En el artículo 35 se dice que 'Todos los españoles tienen el deber de trabajar y el derecho al trabajo, a la libre elección de profesión u oficio, a la promoción a través del trabajo y a una remuneración suficiente para satisfacer sus necesidades y las de su familia, sin que en ningún caso pueda hacerse discriminación por razón de sexo'. No se trata de contrastar lo que es obvio: que la realidad contradice el 'mandato' constitucional, sino de mostrar hasta qué punto las sucesivas reformas, vale decir, el destrozo del viejo derecho laboral, no han ido a favor del texto constitucional, sino que han puesto las velas a favor de otros vientos, que, eso sí, han soplado bien fuerte.

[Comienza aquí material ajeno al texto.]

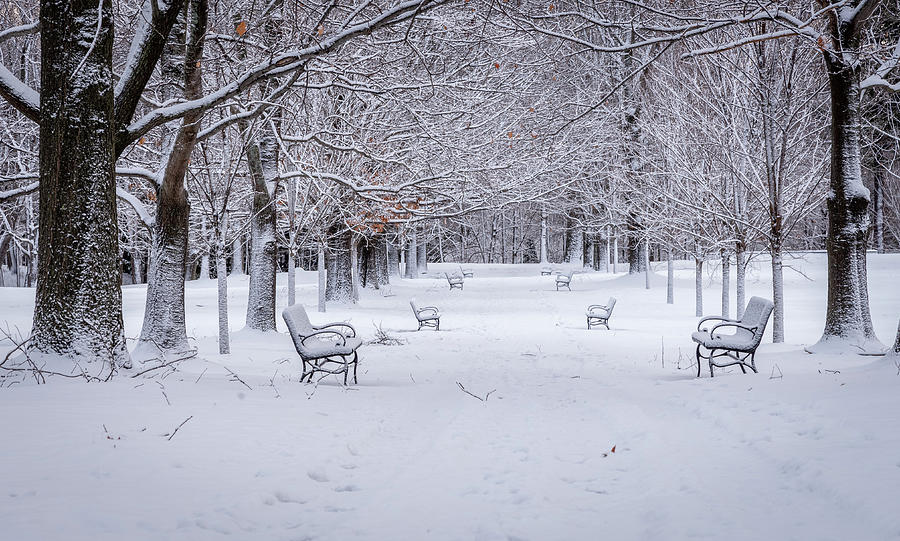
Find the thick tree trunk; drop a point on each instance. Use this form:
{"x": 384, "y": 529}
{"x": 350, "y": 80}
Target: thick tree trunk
{"x": 163, "y": 330}
{"x": 698, "y": 286}
{"x": 262, "y": 160}
{"x": 848, "y": 323}
{"x": 78, "y": 303}
{"x": 636, "y": 247}
{"x": 340, "y": 264}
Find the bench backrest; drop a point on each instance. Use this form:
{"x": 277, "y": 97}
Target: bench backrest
{"x": 610, "y": 304}
{"x": 755, "y": 315}
{"x": 297, "y": 321}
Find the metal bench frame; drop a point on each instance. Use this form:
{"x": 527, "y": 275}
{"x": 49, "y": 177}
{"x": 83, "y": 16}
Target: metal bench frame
{"x": 456, "y": 282}
{"x": 428, "y": 316}
{"x": 741, "y": 350}
{"x": 599, "y": 314}
{"x": 302, "y": 330}
{"x": 565, "y": 280}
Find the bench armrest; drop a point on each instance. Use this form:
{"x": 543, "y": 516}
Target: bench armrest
{"x": 714, "y": 318}
{"x": 323, "y": 332}
{"x": 737, "y": 324}
{"x": 337, "y": 324}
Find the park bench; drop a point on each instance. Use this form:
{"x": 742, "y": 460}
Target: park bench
{"x": 329, "y": 348}
{"x": 598, "y": 314}
{"x": 456, "y": 281}
{"x": 722, "y": 350}
{"x": 564, "y": 280}
{"x": 428, "y": 316}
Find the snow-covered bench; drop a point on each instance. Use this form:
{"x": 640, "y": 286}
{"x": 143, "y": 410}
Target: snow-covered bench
{"x": 329, "y": 348}
{"x": 428, "y": 316}
{"x": 728, "y": 349}
{"x": 564, "y": 280}
{"x": 456, "y": 281}
{"x": 598, "y": 314}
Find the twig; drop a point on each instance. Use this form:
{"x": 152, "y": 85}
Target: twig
{"x": 463, "y": 389}
{"x": 172, "y": 435}
{"x": 780, "y": 374}
{"x": 191, "y": 354}
{"x": 162, "y": 389}
{"x": 235, "y": 377}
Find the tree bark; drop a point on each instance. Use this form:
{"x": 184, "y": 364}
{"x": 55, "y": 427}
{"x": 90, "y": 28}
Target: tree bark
{"x": 698, "y": 286}
{"x": 339, "y": 287}
{"x": 726, "y": 283}
{"x": 848, "y": 322}
{"x": 163, "y": 329}
{"x": 78, "y": 302}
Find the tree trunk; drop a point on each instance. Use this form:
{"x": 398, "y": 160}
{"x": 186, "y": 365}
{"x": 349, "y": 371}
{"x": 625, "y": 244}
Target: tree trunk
{"x": 222, "y": 281}
{"x": 292, "y": 279}
{"x": 421, "y": 258}
{"x": 237, "y": 257}
{"x": 878, "y": 204}
{"x": 544, "y": 259}
{"x": 670, "y": 277}
{"x": 848, "y": 322}
{"x": 726, "y": 283}
{"x": 380, "y": 272}
{"x": 615, "y": 253}
{"x": 78, "y": 303}
{"x": 741, "y": 278}
{"x": 322, "y": 277}
{"x": 698, "y": 286}
{"x": 163, "y": 329}
{"x": 339, "y": 263}
{"x": 262, "y": 160}
{"x": 777, "y": 297}
{"x": 646, "y": 264}
{"x": 411, "y": 253}
{"x": 393, "y": 260}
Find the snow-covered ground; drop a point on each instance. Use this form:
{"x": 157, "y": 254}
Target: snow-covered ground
{"x": 808, "y": 449}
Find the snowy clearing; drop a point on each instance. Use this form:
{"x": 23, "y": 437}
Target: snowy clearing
{"x": 806, "y": 449}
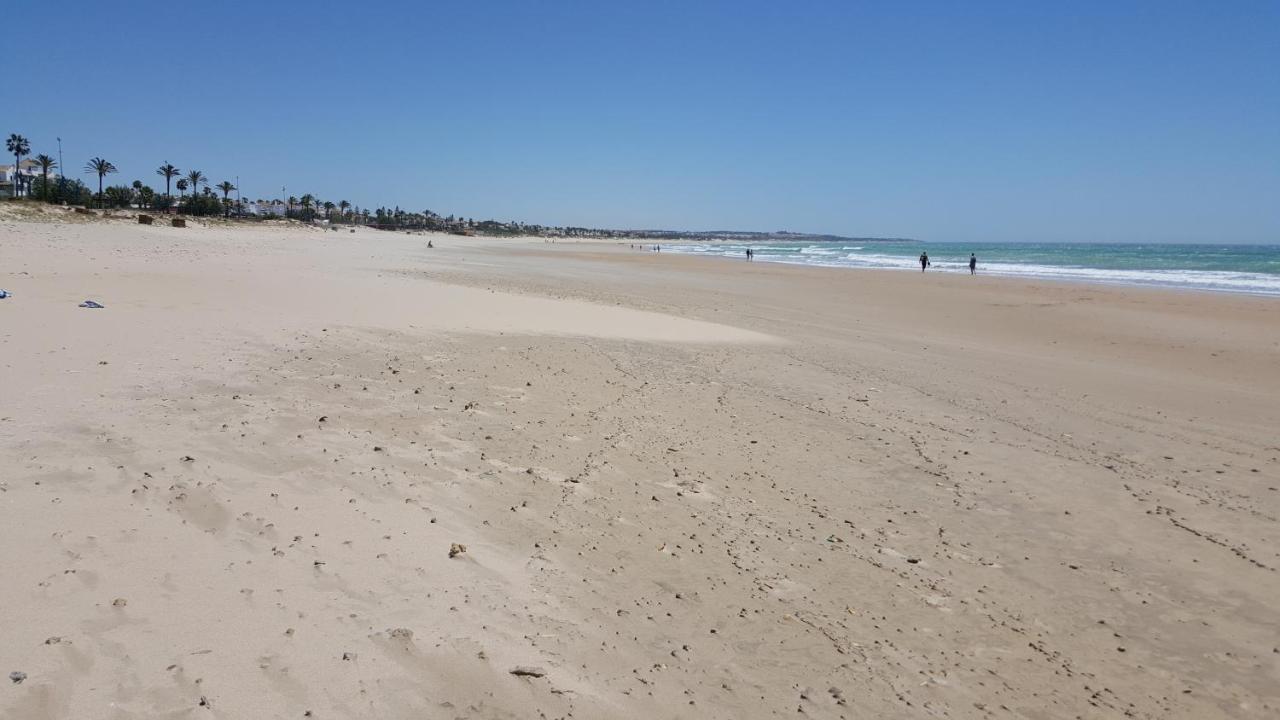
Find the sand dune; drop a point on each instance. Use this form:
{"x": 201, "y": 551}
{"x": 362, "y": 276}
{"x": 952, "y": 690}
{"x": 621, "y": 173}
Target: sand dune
{"x": 686, "y": 487}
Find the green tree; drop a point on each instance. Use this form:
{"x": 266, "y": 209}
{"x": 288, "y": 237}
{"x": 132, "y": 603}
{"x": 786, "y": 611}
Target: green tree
{"x": 19, "y": 146}
{"x": 227, "y": 190}
{"x": 193, "y": 180}
{"x": 168, "y": 172}
{"x": 101, "y": 168}
{"x": 46, "y": 164}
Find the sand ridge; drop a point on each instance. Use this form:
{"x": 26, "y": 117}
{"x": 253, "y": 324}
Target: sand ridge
{"x": 878, "y": 500}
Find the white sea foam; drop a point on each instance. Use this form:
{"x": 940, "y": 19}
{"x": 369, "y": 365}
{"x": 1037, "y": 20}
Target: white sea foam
{"x": 1252, "y": 283}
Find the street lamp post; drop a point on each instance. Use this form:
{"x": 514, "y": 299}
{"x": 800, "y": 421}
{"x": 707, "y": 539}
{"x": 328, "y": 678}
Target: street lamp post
{"x": 62, "y": 173}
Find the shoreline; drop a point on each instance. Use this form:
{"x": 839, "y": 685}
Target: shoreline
{"x": 1031, "y": 276}
{"x": 676, "y": 488}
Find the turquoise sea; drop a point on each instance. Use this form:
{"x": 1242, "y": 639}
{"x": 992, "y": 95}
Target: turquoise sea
{"x": 1225, "y": 268}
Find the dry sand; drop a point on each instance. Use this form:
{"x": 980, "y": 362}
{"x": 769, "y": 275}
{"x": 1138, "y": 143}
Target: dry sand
{"x": 685, "y": 487}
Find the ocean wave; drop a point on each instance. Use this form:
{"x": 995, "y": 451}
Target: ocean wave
{"x": 1221, "y": 281}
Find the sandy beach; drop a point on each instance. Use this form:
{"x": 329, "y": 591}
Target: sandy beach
{"x": 292, "y": 473}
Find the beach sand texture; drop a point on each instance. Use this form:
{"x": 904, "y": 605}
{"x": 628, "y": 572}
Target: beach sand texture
{"x": 679, "y": 487}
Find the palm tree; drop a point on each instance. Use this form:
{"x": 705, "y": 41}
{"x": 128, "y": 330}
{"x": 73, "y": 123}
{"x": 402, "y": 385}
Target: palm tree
{"x": 227, "y": 190}
{"x": 19, "y": 146}
{"x": 193, "y": 180}
{"x": 46, "y": 164}
{"x": 168, "y": 172}
{"x": 100, "y": 167}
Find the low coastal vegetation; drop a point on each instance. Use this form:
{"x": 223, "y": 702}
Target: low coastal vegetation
{"x": 37, "y": 180}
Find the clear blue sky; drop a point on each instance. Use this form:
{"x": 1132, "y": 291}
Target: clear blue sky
{"x": 942, "y": 121}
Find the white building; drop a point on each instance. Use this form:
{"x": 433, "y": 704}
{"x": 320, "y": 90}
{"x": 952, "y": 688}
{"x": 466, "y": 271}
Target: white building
{"x": 30, "y": 171}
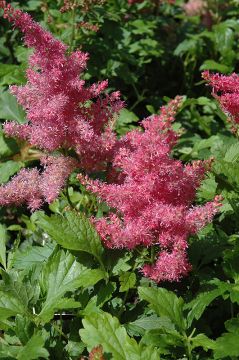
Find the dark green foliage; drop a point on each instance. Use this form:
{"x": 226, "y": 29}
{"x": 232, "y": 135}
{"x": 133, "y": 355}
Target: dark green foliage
{"x": 61, "y": 292}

Y no soplan a favor ni del artículo 40 (distribución equitativa de las rentas) ni del 41 (Seguridad Social suficiente), ni del artículo 50 (suficiencia económica de los ciudadanos en la tercera edad) ni, por supuesto, del artículo 47: 'Todos los españoles tienen derecho a disfrutar de una vivienda digna y adecuada. Los poderes públicos promoverán las condiciones necesarias y establecerán las normas pertinentes para hacer efectivo este derecho, regulando la utilización del suelo de acuerdo con el interés general para impedir la especulación'.

Tampoco, en este caso del artículo 47, se trata de que el Estado entregue mañana mismo una vivienda 'digna y adecuada' a todos los españoles que carezcan de ella, pero, al menos, habrá de reconocerse la obligación 'patriótica', en tanto que constitucional, de hacer normas y practicar políticas de 'acuerdo al interés general para impedir la especulación'. Exactamente lo contrario de lo que se está haciendo. Normas éstas, las realmente practicadas, que han llevado hacia el paraíso a los especuladores y hacia el infierno de unos precios del suelo y de la vivienda inasequibles para el común de los mortales que quieren fundar una familia o necesitan cambiar de residencia.

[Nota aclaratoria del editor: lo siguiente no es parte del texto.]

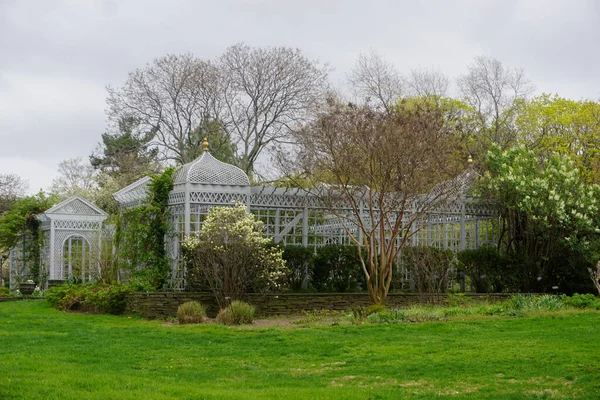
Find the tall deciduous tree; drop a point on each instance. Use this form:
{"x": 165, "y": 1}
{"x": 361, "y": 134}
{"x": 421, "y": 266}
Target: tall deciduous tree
{"x": 495, "y": 93}
{"x": 246, "y": 101}
{"x": 268, "y": 94}
{"x": 172, "y": 97}
{"x": 126, "y": 155}
{"x": 76, "y": 177}
{"x": 375, "y": 81}
{"x": 12, "y": 187}
{"x": 379, "y": 165}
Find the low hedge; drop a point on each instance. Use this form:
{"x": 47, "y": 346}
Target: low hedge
{"x": 96, "y": 297}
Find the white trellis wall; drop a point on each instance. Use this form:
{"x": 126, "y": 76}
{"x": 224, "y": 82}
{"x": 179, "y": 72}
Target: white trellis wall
{"x": 294, "y": 216}
{"x": 73, "y": 235}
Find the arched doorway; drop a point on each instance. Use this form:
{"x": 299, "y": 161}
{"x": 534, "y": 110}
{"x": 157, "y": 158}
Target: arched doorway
{"x": 76, "y": 259}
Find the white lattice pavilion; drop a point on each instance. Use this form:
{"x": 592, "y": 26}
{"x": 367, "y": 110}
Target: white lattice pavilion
{"x": 74, "y": 234}
{"x": 294, "y": 216}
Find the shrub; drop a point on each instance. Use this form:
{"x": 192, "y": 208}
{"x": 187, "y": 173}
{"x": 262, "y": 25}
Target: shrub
{"x": 231, "y": 256}
{"x": 338, "y": 269}
{"x": 95, "y": 297}
{"x": 387, "y": 317}
{"x": 236, "y": 313}
{"x": 300, "y": 261}
{"x": 581, "y": 301}
{"x": 191, "y": 312}
{"x": 430, "y": 268}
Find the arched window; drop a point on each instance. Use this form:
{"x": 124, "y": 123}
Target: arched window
{"x": 76, "y": 259}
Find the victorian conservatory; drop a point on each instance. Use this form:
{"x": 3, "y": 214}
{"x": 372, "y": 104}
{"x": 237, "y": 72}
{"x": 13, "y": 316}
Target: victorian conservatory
{"x": 76, "y": 241}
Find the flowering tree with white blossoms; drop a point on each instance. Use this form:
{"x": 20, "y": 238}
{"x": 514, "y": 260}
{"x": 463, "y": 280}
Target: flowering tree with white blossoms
{"x": 548, "y": 211}
{"x": 231, "y": 256}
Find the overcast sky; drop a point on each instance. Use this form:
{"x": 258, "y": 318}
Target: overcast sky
{"x": 57, "y": 57}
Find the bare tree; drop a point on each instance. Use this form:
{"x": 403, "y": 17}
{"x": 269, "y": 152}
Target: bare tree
{"x": 12, "y": 187}
{"x": 494, "y": 92}
{"x": 427, "y": 82}
{"x": 177, "y": 98}
{"x": 595, "y": 276}
{"x": 268, "y": 94}
{"x": 374, "y": 80}
{"x": 76, "y": 177}
{"x": 380, "y": 174}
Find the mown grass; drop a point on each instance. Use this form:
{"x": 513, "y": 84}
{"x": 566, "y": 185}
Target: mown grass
{"x": 48, "y": 354}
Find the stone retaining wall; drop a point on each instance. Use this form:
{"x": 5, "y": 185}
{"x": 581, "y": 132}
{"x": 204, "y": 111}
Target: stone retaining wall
{"x": 164, "y": 304}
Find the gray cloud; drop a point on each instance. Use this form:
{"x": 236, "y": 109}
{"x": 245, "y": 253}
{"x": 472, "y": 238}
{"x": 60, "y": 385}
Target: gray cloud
{"x": 56, "y": 57}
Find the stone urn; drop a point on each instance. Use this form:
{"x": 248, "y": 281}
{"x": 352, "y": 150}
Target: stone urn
{"x": 26, "y": 289}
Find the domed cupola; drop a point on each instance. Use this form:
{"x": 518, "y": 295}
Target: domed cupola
{"x": 207, "y": 170}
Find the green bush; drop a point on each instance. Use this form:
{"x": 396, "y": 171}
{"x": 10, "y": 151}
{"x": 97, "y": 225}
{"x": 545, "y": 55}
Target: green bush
{"x": 95, "y": 297}
{"x": 191, "y": 312}
{"x": 387, "y": 317}
{"x": 300, "y": 261}
{"x": 236, "y": 313}
{"x": 489, "y": 271}
{"x": 431, "y": 269}
{"x": 581, "y": 301}
{"x": 338, "y": 269}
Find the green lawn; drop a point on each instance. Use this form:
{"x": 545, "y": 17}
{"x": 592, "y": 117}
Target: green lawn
{"x": 47, "y": 354}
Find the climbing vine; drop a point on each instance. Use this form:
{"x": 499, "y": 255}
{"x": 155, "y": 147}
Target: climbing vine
{"x": 141, "y": 231}
{"x": 19, "y": 227}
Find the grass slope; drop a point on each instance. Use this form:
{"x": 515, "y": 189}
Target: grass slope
{"x": 47, "y": 354}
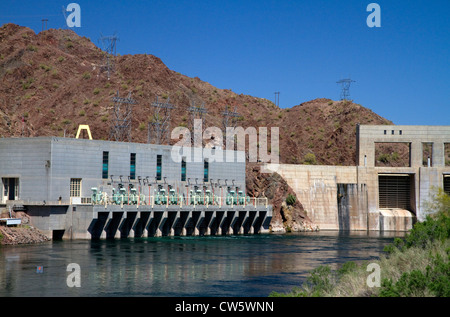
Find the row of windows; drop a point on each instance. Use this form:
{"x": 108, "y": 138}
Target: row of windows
{"x": 400, "y": 132}
{"x": 105, "y": 166}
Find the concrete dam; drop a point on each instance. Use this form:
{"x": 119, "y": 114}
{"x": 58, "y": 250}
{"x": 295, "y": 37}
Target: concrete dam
{"x": 92, "y": 189}
{"x": 84, "y": 189}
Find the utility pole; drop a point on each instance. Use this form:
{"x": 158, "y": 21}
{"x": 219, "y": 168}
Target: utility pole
{"x": 109, "y": 46}
{"x": 121, "y": 123}
{"x": 44, "y": 24}
{"x": 277, "y": 98}
{"x": 158, "y": 128}
{"x": 345, "y": 91}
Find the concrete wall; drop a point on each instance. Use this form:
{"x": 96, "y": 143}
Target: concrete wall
{"x": 45, "y": 166}
{"x": 29, "y": 160}
{"x": 347, "y": 198}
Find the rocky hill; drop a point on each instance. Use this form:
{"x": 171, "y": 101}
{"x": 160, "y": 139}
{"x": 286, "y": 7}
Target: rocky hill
{"x": 55, "y": 80}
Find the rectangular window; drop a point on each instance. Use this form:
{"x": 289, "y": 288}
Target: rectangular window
{"x": 105, "y": 165}
{"x": 133, "y": 166}
{"x": 183, "y": 169}
{"x": 75, "y": 187}
{"x": 10, "y": 189}
{"x": 158, "y": 167}
{"x": 206, "y": 171}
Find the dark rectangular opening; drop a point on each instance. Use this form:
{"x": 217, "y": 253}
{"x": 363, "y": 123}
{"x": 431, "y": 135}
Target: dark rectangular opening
{"x": 133, "y": 166}
{"x": 183, "y": 169}
{"x": 392, "y": 154}
{"x": 159, "y": 167}
{"x": 447, "y": 154}
{"x": 427, "y": 154}
{"x": 206, "y": 171}
{"x": 57, "y": 234}
{"x": 105, "y": 164}
{"x": 396, "y": 191}
{"x": 447, "y": 184}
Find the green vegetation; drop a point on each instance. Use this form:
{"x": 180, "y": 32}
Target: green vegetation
{"x": 388, "y": 157}
{"x": 290, "y": 200}
{"x": 86, "y": 75}
{"x": 416, "y": 265}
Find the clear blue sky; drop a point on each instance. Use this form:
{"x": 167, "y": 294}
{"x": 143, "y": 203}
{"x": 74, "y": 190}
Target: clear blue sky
{"x": 299, "y": 48}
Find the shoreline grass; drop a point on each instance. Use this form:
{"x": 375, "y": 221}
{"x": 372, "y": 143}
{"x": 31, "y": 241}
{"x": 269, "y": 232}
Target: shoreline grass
{"x": 416, "y": 266}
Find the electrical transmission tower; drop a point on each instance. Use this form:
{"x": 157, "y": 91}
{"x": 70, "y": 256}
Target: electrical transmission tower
{"x": 109, "y": 47}
{"x": 277, "y": 98}
{"x": 229, "y": 120}
{"x": 121, "y": 122}
{"x": 158, "y": 128}
{"x": 345, "y": 84}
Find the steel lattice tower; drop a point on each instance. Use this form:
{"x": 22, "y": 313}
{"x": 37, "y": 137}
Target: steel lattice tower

Si se recitara ante el público el artículo 128 de la Constitución, probablemente suscitaría risas en el auditorio. Risas amargas, desde luego. 'Toda la riqueza del país en sus distintas formas y sea cual fuere su titularidad está subordinada al interés general', eso dice el mencionado artículo. El siguiente artículo, el 129, incide en ello al señalar que 'los poderes públicos promoverán eficazmente las diversas formas de participación (de los trabajadores) en la empresa... También establecerán los medios que faciliten el acceso de los trabajadores a la propiedad de los medios de producción'. ¿Qué pensarán de la eficacia de estos artículos los jóvenes españoles, sujetos a una contratación laboral efímera y, por supuesto, sin ninguna posibilidad de 'acceso a la propiedad de los medios de producción'? Quienes nos gobiernan, todos 'patriotas constitucionales', por supuesto, ¿qué caso hacen a los citados artículos de la Constitución? Pero ya estoy oyendo las voces que denuncian la demagogia de preguntas así, tan poco pertinentes a estas alturas.

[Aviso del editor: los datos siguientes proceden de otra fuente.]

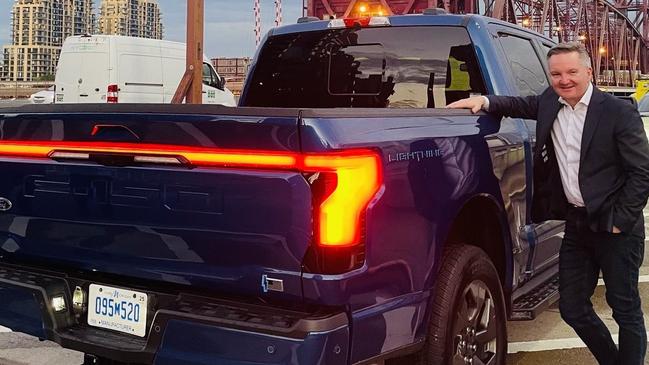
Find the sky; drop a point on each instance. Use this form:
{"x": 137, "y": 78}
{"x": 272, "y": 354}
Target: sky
{"x": 229, "y": 24}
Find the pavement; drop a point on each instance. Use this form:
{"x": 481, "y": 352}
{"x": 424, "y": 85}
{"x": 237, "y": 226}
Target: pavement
{"x": 546, "y": 340}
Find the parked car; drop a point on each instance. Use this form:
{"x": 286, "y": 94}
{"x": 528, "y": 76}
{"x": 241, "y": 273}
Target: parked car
{"x": 43, "y": 97}
{"x": 341, "y": 216}
{"x": 118, "y": 69}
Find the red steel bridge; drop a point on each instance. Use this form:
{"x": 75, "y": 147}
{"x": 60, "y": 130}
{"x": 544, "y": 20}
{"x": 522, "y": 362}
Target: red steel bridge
{"x": 616, "y": 32}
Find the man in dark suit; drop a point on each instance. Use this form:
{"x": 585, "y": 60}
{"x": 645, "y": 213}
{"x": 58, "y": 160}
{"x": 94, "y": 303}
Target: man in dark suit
{"x": 591, "y": 168}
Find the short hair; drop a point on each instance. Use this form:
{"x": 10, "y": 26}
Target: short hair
{"x": 569, "y": 47}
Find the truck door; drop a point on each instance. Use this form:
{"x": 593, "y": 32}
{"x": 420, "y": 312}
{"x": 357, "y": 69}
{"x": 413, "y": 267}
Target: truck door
{"x": 541, "y": 240}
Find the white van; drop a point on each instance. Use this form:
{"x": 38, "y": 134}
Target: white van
{"x": 117, "y": 69}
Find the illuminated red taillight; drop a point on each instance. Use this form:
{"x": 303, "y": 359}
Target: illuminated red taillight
{"x": 113, "y": 94}
{"x": 357, "y": 180}
{"x": 356, "y": 174}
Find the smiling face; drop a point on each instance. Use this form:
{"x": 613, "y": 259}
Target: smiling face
{"x": 570, "y": 76}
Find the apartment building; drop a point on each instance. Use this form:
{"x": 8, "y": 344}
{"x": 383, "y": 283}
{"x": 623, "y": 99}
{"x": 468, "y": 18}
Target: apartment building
{"x": 135, "y": 18}
{"x": 38, "y": 29}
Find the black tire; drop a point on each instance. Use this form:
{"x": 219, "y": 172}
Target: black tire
{"x": 468, "y": 319}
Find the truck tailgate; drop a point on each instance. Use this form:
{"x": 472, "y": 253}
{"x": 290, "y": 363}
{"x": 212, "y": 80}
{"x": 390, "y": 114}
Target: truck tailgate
{"x": 221, "y": 228}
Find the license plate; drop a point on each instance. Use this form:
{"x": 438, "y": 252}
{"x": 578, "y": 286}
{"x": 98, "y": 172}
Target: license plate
{"x": 117, "y": 309}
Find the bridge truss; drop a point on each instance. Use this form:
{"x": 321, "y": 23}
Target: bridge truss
{"x": 615, "y": 32}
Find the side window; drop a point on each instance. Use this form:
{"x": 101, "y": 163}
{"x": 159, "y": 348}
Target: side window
{"x": 525, "y": 65}
{"x": 546, "y": 48}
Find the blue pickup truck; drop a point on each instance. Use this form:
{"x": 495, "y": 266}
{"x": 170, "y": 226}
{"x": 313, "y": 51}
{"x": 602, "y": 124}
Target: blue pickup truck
{"x": 340, "y": 215}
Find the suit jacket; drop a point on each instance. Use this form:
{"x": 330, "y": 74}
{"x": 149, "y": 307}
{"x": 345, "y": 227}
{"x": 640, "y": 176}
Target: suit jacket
{"x": 614, "y": 162}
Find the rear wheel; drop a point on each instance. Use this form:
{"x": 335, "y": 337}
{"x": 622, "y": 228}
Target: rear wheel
{"x": 468, "y": 322}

Mas, sea como sea, la Constitución sí que es una, y si de ella se aherrojan estos artículos y otros, ¿qué le queda? Desde luego, no el consenso, que le dio la vida, tal y como entonces se expresó.

El espíritu constitucional es aquel que informa los derechos y las libertades, también las obligaciones de los ciudadanos, pero en el último cuarto del siglo XX era algo más. Encerraba una concepción igualitaria de la sociedad, una voluntad de hacer posible la justicia social, predicada por unos y por otros durante más de un siglo, y que en la Europa libre había tomado cuerpo tras la Segunda Guerra Mundial. Este conjunto de ideas acordadas forman un todo y no es posible, sin engaño, hacer bandera de unas y preterir las otras. Es posible que la propaganda consiga imponer por un tiempo esta falaz mutilación, pero no sin agredir a la letra y al espíritu de la Constitución que se dice defender tan 'patrióticamente'.

Joaquín Leguina es diputado socialista y estadístico.